News & Events
FDA NEWS RELEASE
For Immediate Release: June 16, 2009
Media Inquiries: Siobhan DeLancey, 301-796-4668, email@example.com
Consumer Inquiries: 888-INFO-FDA
FDA Advises Consumers Not To Use Certain Zicam Cold Remedies
Intranasal Zinc Product Linked to Loss of Sense of Smell
The U.S. Food and Drug Administration today advised consumers to stop using three products marketed over-the-counter as cold remedies because they are associated with the loss of sense of smell (anosmia). Anosmia may be long-lasting or permanent.
The products are:
--Zicam Cold Remedy Nasal Gel
--Zicam Cold Remedy Nasal Swabs
--Zicam Cold Remedy Swabs, Kids Size (a discontinued product)
The FDA has received more than 130 reports of loss of sense of smell associated with the use of these three Zicam products.

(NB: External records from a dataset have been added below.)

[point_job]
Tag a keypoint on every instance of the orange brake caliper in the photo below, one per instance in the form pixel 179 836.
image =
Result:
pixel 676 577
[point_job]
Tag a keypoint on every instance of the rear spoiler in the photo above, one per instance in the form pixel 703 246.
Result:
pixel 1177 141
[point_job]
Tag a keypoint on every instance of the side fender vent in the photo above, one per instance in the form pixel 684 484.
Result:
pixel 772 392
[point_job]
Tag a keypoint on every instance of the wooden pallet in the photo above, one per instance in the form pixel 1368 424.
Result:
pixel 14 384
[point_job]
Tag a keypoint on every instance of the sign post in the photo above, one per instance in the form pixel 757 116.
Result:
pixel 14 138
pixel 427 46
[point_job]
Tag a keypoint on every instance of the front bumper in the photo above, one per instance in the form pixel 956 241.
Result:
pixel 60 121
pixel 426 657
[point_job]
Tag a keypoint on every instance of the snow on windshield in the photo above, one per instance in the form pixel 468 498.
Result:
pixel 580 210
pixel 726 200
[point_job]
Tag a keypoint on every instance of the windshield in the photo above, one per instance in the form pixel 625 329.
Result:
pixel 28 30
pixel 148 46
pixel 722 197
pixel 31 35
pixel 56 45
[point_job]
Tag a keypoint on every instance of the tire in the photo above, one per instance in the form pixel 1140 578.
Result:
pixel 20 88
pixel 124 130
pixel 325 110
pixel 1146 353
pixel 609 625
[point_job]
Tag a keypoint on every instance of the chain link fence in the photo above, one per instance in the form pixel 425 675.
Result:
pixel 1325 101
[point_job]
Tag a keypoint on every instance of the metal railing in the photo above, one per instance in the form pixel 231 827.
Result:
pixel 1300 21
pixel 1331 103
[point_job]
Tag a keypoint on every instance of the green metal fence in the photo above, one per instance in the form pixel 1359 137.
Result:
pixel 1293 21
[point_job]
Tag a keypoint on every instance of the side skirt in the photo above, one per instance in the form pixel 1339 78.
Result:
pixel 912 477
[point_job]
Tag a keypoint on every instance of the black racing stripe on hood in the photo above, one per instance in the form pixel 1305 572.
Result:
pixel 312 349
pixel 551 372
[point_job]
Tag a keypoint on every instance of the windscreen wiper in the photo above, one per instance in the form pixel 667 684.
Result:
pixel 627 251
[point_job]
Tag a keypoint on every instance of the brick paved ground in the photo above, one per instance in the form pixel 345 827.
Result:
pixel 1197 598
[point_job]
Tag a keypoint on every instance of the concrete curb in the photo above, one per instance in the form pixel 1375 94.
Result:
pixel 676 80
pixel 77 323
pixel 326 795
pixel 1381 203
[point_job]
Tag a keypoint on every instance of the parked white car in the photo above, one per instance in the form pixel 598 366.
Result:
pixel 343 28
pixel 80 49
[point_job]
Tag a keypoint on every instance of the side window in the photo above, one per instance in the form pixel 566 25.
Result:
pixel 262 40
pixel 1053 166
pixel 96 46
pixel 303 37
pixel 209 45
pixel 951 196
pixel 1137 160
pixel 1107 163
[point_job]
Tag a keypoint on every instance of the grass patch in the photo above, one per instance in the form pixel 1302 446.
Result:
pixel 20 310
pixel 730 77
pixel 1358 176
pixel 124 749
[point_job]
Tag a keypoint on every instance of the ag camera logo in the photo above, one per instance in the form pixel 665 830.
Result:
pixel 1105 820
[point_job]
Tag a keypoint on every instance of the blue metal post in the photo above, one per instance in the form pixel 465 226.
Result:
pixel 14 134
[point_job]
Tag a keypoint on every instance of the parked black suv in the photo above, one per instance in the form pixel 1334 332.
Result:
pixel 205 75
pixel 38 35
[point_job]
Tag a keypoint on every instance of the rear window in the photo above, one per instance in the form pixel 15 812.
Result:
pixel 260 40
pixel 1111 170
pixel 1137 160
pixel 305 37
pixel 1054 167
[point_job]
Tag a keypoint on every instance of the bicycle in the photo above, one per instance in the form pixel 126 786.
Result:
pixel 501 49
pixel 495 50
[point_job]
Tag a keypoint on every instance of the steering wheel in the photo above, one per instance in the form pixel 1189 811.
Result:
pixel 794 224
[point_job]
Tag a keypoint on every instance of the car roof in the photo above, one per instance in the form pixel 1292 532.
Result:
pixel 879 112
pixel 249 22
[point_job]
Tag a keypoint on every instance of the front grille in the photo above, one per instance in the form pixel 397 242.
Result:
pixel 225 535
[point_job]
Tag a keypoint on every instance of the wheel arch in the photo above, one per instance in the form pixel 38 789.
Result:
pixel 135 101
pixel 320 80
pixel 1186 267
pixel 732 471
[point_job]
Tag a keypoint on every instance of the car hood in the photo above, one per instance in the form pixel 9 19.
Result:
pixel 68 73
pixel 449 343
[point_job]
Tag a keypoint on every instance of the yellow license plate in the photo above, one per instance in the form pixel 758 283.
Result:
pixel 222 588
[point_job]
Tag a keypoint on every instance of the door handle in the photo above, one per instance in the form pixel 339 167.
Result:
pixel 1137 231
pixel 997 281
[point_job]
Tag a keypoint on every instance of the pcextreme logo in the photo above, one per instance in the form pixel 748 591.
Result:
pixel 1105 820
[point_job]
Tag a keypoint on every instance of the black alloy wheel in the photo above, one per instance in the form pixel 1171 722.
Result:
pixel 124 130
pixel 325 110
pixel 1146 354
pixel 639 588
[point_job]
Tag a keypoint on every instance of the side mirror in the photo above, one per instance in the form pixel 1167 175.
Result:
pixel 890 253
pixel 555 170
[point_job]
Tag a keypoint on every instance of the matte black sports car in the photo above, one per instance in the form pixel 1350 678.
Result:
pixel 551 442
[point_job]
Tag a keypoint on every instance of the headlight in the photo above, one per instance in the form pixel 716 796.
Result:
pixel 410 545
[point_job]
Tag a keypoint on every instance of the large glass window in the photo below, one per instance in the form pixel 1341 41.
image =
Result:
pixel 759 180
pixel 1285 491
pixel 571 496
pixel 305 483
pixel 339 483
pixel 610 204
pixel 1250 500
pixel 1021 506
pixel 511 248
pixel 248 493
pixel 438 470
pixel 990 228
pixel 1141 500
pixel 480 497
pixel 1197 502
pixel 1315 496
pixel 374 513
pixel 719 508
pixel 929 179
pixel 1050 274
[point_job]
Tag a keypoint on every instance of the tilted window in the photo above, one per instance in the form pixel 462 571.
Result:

In these reports, many people who experienced a loss of smell said the condition occurred with the first dose; others reported a loss of the sense of smell after multiple uses of the products.
“Loss of sense of smell is a serious risk for people who use these products for relief from cold symptoms,” said Janet Woodcock, M.D., director of the FDA’s Center for Drug Evaluation and Research (CDER). “We are concerned that consumers may unknowingly use a product that could cause serious harm, and therefore we are advising them not to use these products for any reason.”
People who have experienced a loss of sense of smell or other problems after use of the affected Zicam products should contact their health care professional. The loss of sense of smell can adversely affect a person’s quality of life, and can limit the ability to detect the smell of gas or smoke or other signs of danger in the environment.
The FDA has issued Matrixx Initiatives, maker of these Zicam products, a warning letter telling it that these products cannot be marketed without FDA approval.
“Companies have an obligation to the public to demonstrate to the FDA that their products are safe, particularly when there is evidence they may be causing serious adverse events, and they are marketed for minor, self-limiting conditions like the common cold,” said Deborah M. Autor, director of CDER’s Office of Compliance.
Health care professionals and consumers are encouraged to report adverse events (side effects) that may be related to the use of these products to the FDA's MedWatch Adverse Event Reporting program online, by regular mail, fax or phone.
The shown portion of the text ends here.